$$\frac{\cot \beta}{\csc \beta - 1} + \frac{\cot \beta}{\csc \beta + 1} = 2 \sec \beta$$
What I've done:
$$\frac{\frac{\cos \beta}{\sin \beta}} {\frac{1}{\sin \beta} +1} + \frac{\frac{\cos \beta}{\sin \beta}} {\frac{1}{\sin \beta} -1}=\\ =\frac{\frac{\cos \beta}{\sin \beta}} {\frac{1-\sin\beta}{\sin \beta}} + \frac{\frac{\cos \beta}{\sin \beta}} {\frac{1+\sin\beta}{\sin \beta}}=\\ =\cos \beta\frac{(1 - \sin\beta)}{\sin^2\beta} + \cos \beta\frac{1 + \sin\beta}{\sin^2\beta}=\\ =\frac{ \cos \beta - \cos\beta \sin\beta + \cos\beta + \cos\beta \sin\beta}{\sin^2 \beta}=\\ =\frac{2\cos\beta}{\sin^2\beta}=\\ =\frac{2\cos\beta}{1-\cos^2\beta}$$
Right side:
$$2 \sec\beta=\frac{1}{2\cos\beta}$$
Could you tell me where I went wrong? I've tried using a proof program online (symbolab) though those steps are a bit hard for me to follow.

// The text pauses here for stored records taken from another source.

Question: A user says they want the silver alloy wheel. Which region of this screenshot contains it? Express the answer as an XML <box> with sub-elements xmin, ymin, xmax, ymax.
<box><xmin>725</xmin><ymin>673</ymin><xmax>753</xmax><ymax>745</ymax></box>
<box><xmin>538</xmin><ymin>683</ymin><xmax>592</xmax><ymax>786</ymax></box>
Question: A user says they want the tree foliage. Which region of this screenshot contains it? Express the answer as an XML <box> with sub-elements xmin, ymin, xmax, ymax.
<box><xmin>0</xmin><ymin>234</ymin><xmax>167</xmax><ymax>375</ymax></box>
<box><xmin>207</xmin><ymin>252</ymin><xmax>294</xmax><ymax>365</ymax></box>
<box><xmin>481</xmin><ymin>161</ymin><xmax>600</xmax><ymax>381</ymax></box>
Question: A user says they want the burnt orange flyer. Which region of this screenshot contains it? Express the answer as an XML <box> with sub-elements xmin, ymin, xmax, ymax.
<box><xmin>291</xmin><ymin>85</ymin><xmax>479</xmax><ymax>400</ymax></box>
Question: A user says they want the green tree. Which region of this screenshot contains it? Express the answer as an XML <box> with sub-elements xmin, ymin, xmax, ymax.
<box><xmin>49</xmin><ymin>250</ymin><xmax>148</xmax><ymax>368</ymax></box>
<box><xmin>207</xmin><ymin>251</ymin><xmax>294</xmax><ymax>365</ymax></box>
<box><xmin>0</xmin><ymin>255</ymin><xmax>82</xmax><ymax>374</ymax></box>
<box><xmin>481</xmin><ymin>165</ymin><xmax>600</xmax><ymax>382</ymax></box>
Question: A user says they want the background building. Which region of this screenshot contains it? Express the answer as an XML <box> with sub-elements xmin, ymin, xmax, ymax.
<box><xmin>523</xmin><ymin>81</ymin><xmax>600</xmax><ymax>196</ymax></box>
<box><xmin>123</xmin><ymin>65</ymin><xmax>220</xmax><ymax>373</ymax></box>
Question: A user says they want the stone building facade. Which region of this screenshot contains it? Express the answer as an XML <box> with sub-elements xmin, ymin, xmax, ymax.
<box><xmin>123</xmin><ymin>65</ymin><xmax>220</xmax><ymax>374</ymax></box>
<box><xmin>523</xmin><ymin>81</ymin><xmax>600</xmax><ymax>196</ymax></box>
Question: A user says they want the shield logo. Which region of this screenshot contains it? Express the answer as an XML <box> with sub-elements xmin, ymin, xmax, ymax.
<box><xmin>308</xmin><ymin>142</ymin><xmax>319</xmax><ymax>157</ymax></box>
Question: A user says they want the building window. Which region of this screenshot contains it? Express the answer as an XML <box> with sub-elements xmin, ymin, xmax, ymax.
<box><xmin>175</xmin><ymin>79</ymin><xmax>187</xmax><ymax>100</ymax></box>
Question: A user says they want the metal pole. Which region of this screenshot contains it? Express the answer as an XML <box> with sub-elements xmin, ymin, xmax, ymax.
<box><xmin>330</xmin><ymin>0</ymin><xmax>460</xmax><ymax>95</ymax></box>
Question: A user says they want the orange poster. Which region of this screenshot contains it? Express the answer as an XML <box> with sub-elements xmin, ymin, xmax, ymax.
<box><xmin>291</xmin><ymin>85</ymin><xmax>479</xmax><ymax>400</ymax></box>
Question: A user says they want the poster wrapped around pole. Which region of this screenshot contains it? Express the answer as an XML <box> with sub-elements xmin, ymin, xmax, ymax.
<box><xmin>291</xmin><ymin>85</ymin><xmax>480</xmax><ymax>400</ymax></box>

Note: I only want to use what I have on the left side to solve the left side.
Thank you very much.
(Might be some errors first time using math jax..)
You first mistake was listening to your teacher. This has turned you into a $\sin$ / $\cos$ robot, causing you go against your better intuition and find a common denominator. So let's do that now $$\begin{array}{lll} \frac{\cot\beta}{\csc\beta-1}+\frac{\cot\beta}{\csc\beta+1}&=&\frac{\cot\beta}{\csc\beta-1}\cdot\frac{\csc\beta+1}{\csc\beta+1}+\frac{\cot\beta}{\csc\beta+1}\cdot\frac{\csc\beta-1}{\csc\beta-1}\\ &=&\cot\beta\bigg(\frac{\csc\beta+1}{\csc^2\beta-1}+\frac{\csc\beta-1}{\csc^2\beta-1}\bigg)\\ &=&\cot\beta\bigg(\frac{\csc\beta+1+\csc\beta-1}{\csc^2\beta-1}\bigg)\\ &=&\cot\beta\bigg(\frac{2\csc\beta}{\csc^2\beta-1}\bigg)\\ &=&\cot\beta\bigg(\frac{2\csc\beta}{\cot^2\beta}\bigg)\\ &=&2\frac{\csc\beta}{\cot\beta}\\ &=&2\csc\beta\tan\beta\\ \end{array}$$
At this point feel free to do the $\sin$/$\cos$ thingy, use the following identity $$\tan\beta=\frac{\sin\beta}{\cos\beta}=\frac{\sin\beta}{\cos\beta}\cdot \frac{\frac{1}{\sin \beta \cos \beta}}{\frac{1}{\sin \beta \cos \beta}}=\frac{\frac{1}{\cos\beta}}{\frac{1}{\sin\beta}}=\frac{\sec\beta}{\csc\beta}$$ Continuing we have $$2\csc\beta\tan\beta=2\csc\beta\cdot\frac{\sec\beta}{\csc\beta}=2\sec\beta$$ without the mess.